It is assumed that a node application has failed if the monitored application does not respond to the messages within the configured reply time and taking account of the number of retries configured and if, on the basis of the KDCFILE of the monitored application, it is then detected that this application is no longer running but was also not terminated normally.
If failure or abnormal termination of the monitored node application is detected, openUTM proceeds as follows:
The node application is flagged as failed in the cluster configuration file and removed from the monitoring relationships.
If you have specified a so-called failure script during UTM generation, the monitoring node application starts this script on the computer of the monitoring node application. The following data of the failed application is passed to the failure script:
the application name
the base name of the node application
the host name
the virtual host name or blanks
the reference name of the node application
the error code of the UTM dump (Term Application Reason)
openUTM manual “Generating Applications”, CLUSTER statement
To configure the failure script, specify the operand FAILURE-CMD. This operand passes a command string containing a command to be executed and any arguments.The monitoring node application starts a restart monitoring timer if you have configured this:
openUTM manual “Generating Applications”, CLUSTER statement
To configure the restart monitoring timer, specify the operand RESTART-TIMER-SEC. This specifies the maximum time in seconds that a node application requires for a warm start after a failure.If you have specified an emergency script during UTM generation, the monitoring node application starts this script if the failed node application does not become available again after the restart monitoring timer has expired. The following data of the failed application is passed to the emergency script:
the application name
the base name of the node application
the host name
the virtual host name or blanks
the reference name of the node application
the error code of the UTM dump (Term Application Reason)
openUTM manual “Generating Applications”, CLUSTER statement
To configure the emergency script, specify the operand EMERGENCY-CMD.
This operand passes a command string containing a command to be executed and any arguments.
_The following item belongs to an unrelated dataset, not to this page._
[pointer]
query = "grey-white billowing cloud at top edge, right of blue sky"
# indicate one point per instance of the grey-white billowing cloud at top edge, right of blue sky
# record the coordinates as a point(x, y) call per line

Sample script on detection of a failure
Sample failure and emergency scripts are supplied with openUTM. These examples output the parameters passed when they are called. If you wish to use the samples in a live environment, you must adapt them to suit the requirements of the relevant cluster.
Unix and Linux systems
The following sample scripts are supplied in the library utmpath/shsc
:
utm-c.emergency
utm-c.failure
Windows systems
The following sample scripts are supplied in the directory utmpath\shsc
:
utm-c.emergency.cmd
utm-c.failure.cmd